Comprehensive approaches are necessary to gain maximally from promising targeted therapies. Common methods used for critical evaluation of targeted therapies for glioblastoma include (1) novel methods for targeted delivery for glioblastoma chemotherapy; (2) strategies for delivery through BBB and blood-tumor barriers; (3) innovations in radiotherapy for selective destruction of tumor; (4) techniques for local destruction of tumor; (5) tumor growth inhibitors; (6) immunotherapy; and (7) cell/gene therapies. Suggestions for improvements in glioblastoma therapy include: (1) controlled targeted delivery of anticancer therapy to glioblastoma through the BBB using nanoparticles and monoclonal antibodies; (2) direct introduction of genetically modified bacteria that selectively destroy cancer cells but spare the normal brain into the remaining tumor after resection; (3) use of better animal models for preclinical testing; and (4) personalized/precision medicine approaches to therapy in clinical trials and translation into practice of neurosurgery and neurooncology. Advances in these techniques suggest optimism for the future management of glioblastoma 4)

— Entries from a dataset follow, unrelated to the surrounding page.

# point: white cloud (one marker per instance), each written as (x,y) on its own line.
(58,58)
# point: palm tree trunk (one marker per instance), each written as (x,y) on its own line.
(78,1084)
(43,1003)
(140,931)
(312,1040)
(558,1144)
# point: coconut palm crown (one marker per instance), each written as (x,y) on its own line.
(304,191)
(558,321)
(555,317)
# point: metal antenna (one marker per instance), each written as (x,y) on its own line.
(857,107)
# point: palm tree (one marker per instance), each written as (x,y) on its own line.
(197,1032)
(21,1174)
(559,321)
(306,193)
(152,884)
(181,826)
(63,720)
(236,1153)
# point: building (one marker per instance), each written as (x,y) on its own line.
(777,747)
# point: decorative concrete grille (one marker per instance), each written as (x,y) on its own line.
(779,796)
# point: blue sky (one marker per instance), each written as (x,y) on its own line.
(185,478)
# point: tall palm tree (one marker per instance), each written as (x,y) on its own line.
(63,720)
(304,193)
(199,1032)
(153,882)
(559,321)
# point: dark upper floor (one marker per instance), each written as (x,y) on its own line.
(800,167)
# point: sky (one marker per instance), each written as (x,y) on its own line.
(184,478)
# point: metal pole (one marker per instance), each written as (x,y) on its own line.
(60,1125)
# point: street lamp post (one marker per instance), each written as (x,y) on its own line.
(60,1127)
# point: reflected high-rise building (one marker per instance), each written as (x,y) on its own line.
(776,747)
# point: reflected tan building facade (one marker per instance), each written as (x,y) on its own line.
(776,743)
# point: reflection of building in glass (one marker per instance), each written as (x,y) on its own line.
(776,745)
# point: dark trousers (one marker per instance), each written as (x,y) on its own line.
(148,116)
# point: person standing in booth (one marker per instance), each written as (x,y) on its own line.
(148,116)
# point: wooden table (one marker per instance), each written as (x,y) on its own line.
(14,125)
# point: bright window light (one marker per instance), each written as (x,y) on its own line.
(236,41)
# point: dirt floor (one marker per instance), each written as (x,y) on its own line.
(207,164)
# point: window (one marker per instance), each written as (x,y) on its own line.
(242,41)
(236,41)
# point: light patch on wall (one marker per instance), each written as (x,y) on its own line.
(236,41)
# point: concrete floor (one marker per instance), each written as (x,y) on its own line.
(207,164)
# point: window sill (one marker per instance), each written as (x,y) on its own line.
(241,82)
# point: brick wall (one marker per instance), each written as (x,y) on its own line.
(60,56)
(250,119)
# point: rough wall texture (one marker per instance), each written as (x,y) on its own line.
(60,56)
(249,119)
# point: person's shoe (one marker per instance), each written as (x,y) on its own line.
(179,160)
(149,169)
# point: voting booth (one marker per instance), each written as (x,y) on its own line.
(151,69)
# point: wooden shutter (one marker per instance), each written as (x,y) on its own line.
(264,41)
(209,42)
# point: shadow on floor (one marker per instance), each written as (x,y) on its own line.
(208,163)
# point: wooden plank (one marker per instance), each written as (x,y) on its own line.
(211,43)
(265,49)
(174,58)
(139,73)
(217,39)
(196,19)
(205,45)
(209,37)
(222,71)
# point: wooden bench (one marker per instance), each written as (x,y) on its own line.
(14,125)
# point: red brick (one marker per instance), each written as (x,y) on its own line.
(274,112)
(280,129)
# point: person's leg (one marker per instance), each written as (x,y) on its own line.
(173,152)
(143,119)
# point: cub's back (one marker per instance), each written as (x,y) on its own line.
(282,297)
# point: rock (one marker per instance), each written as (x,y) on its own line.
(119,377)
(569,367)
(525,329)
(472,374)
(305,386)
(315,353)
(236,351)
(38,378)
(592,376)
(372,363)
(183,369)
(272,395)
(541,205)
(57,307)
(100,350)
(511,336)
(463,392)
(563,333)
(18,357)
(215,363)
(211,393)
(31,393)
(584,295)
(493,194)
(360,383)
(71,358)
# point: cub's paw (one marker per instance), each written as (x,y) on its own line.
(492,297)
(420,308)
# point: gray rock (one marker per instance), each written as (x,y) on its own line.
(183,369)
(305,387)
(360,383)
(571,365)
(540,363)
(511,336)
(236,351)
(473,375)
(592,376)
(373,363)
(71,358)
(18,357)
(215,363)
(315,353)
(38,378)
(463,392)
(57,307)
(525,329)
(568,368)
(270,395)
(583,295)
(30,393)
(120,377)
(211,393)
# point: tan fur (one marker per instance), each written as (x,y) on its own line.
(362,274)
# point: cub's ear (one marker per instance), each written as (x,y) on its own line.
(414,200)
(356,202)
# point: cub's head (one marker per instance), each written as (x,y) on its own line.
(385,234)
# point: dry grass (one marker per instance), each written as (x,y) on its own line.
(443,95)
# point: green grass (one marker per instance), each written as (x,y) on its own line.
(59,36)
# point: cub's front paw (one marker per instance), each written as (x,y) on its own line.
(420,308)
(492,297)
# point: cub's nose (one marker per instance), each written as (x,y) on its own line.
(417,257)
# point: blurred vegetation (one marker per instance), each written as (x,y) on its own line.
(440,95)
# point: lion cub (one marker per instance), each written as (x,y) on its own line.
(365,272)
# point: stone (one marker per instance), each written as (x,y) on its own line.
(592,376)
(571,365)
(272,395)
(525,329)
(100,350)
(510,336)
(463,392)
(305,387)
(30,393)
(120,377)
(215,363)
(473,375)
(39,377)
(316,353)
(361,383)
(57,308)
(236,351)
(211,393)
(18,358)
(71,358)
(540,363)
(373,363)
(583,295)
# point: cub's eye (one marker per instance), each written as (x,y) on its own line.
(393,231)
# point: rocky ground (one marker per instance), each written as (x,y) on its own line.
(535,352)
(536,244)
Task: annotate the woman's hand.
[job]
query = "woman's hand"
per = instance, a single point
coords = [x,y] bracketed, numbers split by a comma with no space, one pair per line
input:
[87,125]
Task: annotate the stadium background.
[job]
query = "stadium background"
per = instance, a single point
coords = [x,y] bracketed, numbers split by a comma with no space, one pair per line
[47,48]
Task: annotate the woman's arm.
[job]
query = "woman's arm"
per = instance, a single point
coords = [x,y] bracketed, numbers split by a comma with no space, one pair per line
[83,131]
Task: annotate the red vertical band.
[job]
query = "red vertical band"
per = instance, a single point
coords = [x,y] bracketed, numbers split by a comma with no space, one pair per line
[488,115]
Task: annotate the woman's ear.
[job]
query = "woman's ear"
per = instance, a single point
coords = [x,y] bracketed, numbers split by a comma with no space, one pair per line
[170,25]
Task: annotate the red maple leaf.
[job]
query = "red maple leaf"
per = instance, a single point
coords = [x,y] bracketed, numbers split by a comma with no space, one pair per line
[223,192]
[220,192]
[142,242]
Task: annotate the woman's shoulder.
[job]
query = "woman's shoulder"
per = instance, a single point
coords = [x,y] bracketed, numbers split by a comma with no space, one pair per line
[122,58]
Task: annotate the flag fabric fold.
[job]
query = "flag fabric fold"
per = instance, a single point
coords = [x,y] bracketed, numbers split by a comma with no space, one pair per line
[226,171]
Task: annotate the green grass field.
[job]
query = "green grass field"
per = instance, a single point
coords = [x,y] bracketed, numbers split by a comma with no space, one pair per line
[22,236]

Surgery as safely feasible followed by involved-field radiotherapy plus concomitant and maintenance temozolomide chemotherapy defines the standard of care since 2005. Except for prolonged progression-free, but not overall survival afforded by the vascular endothelial growth factor antibody, bevacizumab, no pharmacological intervention has been demonstrated to alter the course of the disease. Specifically, targeting cell signalings frequently altered in glioblastoma, such as the phosphoinositide 3-kinase (PI3K)/protein kinase B (AKT)/mammalian target of rapamycin (mTOR), the p53 and the retinoblastoma (RB) pathways, or epidermal growth factor receptor (EGFR) gene amplification or mutation, have failed to improve outcome, likely because of redundant compensatory mechanisms, insufficient target coverage related in part to the blood brain barrier, or poor tolerability and safety. Yet, uncommon glioblastoma subsets may exhibit specific vulnerabilities amenable to targeted interventions, including, but not limited to: high tumor mutational burden, BRAF mutation, neurotrophic tyrosine receptor kinase (NTRK) or fibroblast growth factor receptor (FGFR) gene fusions, and MET gene amplification or fusions. There is increasing interest in targeting not only the tumor cells, but also the microenvironment, including blood vessels, the monocyte/macrophage/microglia compartment, or T cells. Improved clinical trial designs using pharmacodynamic endpoints in enriched patient populations will be required to develop better treatments for glioblastoma 5).